In this example, it is the negative sum over all the data points of a label $X$ (outcome) times the log base 2 of all data points of that label. Here's an example of calculating the entropy of the happiness labels from our data set, where each possible label has a probability of $0.5$:

$$
H(X)=-p(x_0)\cdot log_2p(x_0)-p(x_1)\cdot log_2p(x_1)
$$

$$
H(happiness)=-p(happy)\cdot log_2p(happy)-p(not\ happy)\cdot log_2p(not\ happy)\\
H(happiness)=-0.5\cdot log_2(0.5)-0.5\cdot log_2(0.5)=1.0\\
$$

In code it looks like this:

In [3]:
# Calculate the happiness label entropy
n = len(df)  # number of data points
n_happy = float(df.happiness.value_counts().happy)
p_happy = n_happy / n  # probability of the happy label in the data set
p_nothappy = 1.0 - p_happy  # complementary label

entropy_happiness = -p_happy * math.log(p_happy, 2) - p_nothappy * math.log(p_nothappy, 2)
entropy_happiness

0.9709505944546686

This set of labels is impure since it contains a variety of the labels (happy and not happy).
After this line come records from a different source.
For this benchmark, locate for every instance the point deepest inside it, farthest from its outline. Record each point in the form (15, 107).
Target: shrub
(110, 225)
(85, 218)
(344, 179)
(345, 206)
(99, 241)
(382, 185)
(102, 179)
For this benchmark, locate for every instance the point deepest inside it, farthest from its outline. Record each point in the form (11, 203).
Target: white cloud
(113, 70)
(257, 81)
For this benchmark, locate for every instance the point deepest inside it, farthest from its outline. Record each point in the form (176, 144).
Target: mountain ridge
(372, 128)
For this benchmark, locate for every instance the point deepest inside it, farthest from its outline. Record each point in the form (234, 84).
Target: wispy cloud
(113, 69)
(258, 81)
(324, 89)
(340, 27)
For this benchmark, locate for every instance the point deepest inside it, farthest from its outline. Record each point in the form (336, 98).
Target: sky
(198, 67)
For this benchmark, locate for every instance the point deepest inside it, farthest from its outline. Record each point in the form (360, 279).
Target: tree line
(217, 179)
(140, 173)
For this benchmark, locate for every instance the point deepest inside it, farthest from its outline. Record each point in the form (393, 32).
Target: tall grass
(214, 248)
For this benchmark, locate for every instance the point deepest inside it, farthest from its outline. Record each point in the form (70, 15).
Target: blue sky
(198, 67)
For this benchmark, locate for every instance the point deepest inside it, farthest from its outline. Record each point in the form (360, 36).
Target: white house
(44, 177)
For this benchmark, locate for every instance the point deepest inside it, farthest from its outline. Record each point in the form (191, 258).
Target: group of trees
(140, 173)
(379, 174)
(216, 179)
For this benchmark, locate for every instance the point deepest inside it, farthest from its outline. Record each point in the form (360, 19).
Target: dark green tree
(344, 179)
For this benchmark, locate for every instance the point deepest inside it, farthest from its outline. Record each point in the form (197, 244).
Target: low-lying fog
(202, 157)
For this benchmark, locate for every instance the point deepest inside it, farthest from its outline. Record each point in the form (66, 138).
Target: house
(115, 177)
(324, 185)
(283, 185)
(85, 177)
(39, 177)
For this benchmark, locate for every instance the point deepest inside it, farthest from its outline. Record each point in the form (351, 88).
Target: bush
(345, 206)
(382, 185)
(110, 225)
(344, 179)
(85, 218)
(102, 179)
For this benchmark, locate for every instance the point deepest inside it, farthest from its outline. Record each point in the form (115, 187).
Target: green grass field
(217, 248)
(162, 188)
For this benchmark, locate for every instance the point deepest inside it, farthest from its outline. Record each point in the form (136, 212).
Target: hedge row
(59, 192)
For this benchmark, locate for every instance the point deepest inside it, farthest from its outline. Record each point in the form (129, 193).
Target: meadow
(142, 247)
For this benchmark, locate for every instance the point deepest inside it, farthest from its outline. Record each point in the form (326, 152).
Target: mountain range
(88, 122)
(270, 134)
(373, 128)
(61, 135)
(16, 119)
But what if we had four happy and only one not happy label?

In [4]:
# Calculate the happiness label entropy
p_happy = 4.0 / n  # higher probability of the happy label
p_nothappy = 1.0 - p_happy  # lower value for the complementary label

entropy_happiness_2 = -p_happy * math.log(p_happy, 2) - p_nothappy * math.log(p_nothappy, 2)
entropy_happiness_2

0.7219280948873623

The label happiness has now a lower entropy. The data is stil not completely pure, but better than before. So what if we had only happy labels?

In [5]:
# Calculate the happiness label entropy
p_happy = 5.0 / n  # all labels are happy now
p_nothappy = 1.0 - p_happy  # complementary label is zero now

entropy_happiness_3 = -p_happy * math.log(p_happy, 2) - 0
entropy_happiness_3

-0.0

We get an entropy of zero, because the data points for happiness all have the same value; happy. This is the purest state of the data. In other words, it has the least amount of uncertainty.

In [6]:
# Another, more convenient, way to calculate entropy is by using 
# the entropy function from the scipy.stats library
p_happy = .75
p_nothappy = .25

entropy([p_happy, p_nothappy], base=2)

0.8112781244591328

## Information Gain
We use Shannon's concept of information Gain to decide which feature to use to split the data in our decision tree. The goal is the choose the feature that maximizes the information gain. The information gain is calculated with the following formula:

$$
information\ gain=entropy(parent)- \begin{bmatrix}weighted\\average\end{bmatrix}entropy(children)
$$

In [7]:
# First calculate the entropy of happiness if we split
# the data based on gender=man
n_man = 3.0  # three labels left after splitting
p_man_happy = 1.0 / n_man  # one happy label
p_man_nothappy = 2.0 / n_man  # two not happy labels

entropy_man_happiness = entropy([p_man_happy, p_man_nothappy], base=2)
entropy_man_happiness

0.9182958340544894

In [8]:
# Then calculate the entropy of happiness if we split
# the data based on gender=woman
n_woman = 2.0  # two labels left after splitting
p_woman_happy = 1.0 / n_woman  # one happy label
p_woman_nothappy = 1.0 / n_woman # one not happy label

entropy_woman_happiness = entropy([p_woman_happy, p_woman_nothappy], base=2)
entropy_woman_happiness

1.0

In [9]:
# Calculate the weighted average of the entropy of the children
happiness_split_by_man = 3.0 / 5.0
happiness_split_by_woman = 1 - happiness_split_by_man

weighted_avg_entropy_children = \
    (happiness_split_by_man * entropy_man_happiness - \
     happiness_split_by_woman * entropy_woman_happiness)
weighted_avg_entropy_children

0.15097750043269365

In [10]:
# Calculate the information gain if we split based on gender
entropy_happiness = 0.9709505944546686  # hard coded entropy of the parent
information_gain_split_gender = entropy_happiness - weighted_avg_entropy_children
information_gain_split_gender

0.8199730940219749

If we build a decision tree, the information gain value is relative to the other possible ways to split the data. Therefore, we need to calculate the other features as well. A quick calculation gives us the information gain values if we split the complete data set based on the following features:

|Feature|Information Gain|
|:---|:---|
|gender|0.81997309402197494|
|personality|0.9709505944546686|
|work|0.9709505944546686|

With this result, we can either split on personality or work since they have both the largest information gain.

### All Done.

#### Next: Go out and play! :)